Throughout the past ten years, women’s imprisonment has become one of the leading domestic issues in Kazakhstan. The number of female prisoners now incarcerated is four times higher than in 1990. However, Kazakhstan’s penal system is far from sufficient to adapt to, and accommodate, this growing trend. For example, there are only four women’s prisons in the entire nation, with one of them having been completed just last year. These institutions are scattered about vast distances and are characterised by different levels of security. One of the basic problems arising from the limited number of facilities and differing regimes of security is that women are often incarcerated far from home, being forced to sever ties with their family and lose the most basic system of support a person can have. In Kazakhstan, this translates into a higher rate of discrimination in prison, as well as increased suffering from diseases that may have been treated with familial assistance.

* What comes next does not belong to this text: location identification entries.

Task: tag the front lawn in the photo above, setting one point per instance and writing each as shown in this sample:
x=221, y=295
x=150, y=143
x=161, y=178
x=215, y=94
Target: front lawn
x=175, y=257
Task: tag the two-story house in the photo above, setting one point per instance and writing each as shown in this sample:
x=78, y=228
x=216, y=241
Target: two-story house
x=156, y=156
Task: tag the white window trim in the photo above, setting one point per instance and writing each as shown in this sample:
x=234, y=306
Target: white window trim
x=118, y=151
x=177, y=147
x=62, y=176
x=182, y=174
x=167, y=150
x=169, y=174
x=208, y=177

Tangentially, the situation of HIV/AIDS and TB in Kazakhstan’s prisons is both widespread and systemic. While there were 12,807 recorded cases of HIV in the general population of Kazakhstan during 2009, there were 2,370 instances of prisoners living with HIV during the same time period.

Overall Objective

To improve the situation of prevention, diagnostics and rehabilitation for patients with HIV/AIDS and TB in women’s prisons

Specific Objectives

1. To enhance the system of prevention of HIV/AIDS and TB among women in prisons and prison staff;
2. To improve the detection, cure and care of HIV/AIDS and TB among women in prisons;
3. To develop the capacities of public authorities working in the sphere of HIV/AIDS and TB in the penal system of Kazakhstan

Activities Included

1. Training on HIV/AIDS and TB detection, transmission and cure for women prisoners and prison staff in
pilot regions;
2. Study of HIV/AIDS and TB in women’s prisons;
3. Legislative analysis in the sphere of medical services for women prisoners;
4. Discussions on a national level for recommendations to enhance the system of HIV/AIDS and TB
prevention among women prisoners.
5. Patients’ schools for women prisoners in pilot regions;
6. Expert advice, guidance, and support for the transition of prison medical services from the Ministry of Justice to the Ministry of Health;
7. Coordination of meetings for public authorities in pilot regions;
8. Training for social workers for probation services in pilot regions;
9. National conferences on capacity-building for public authorities.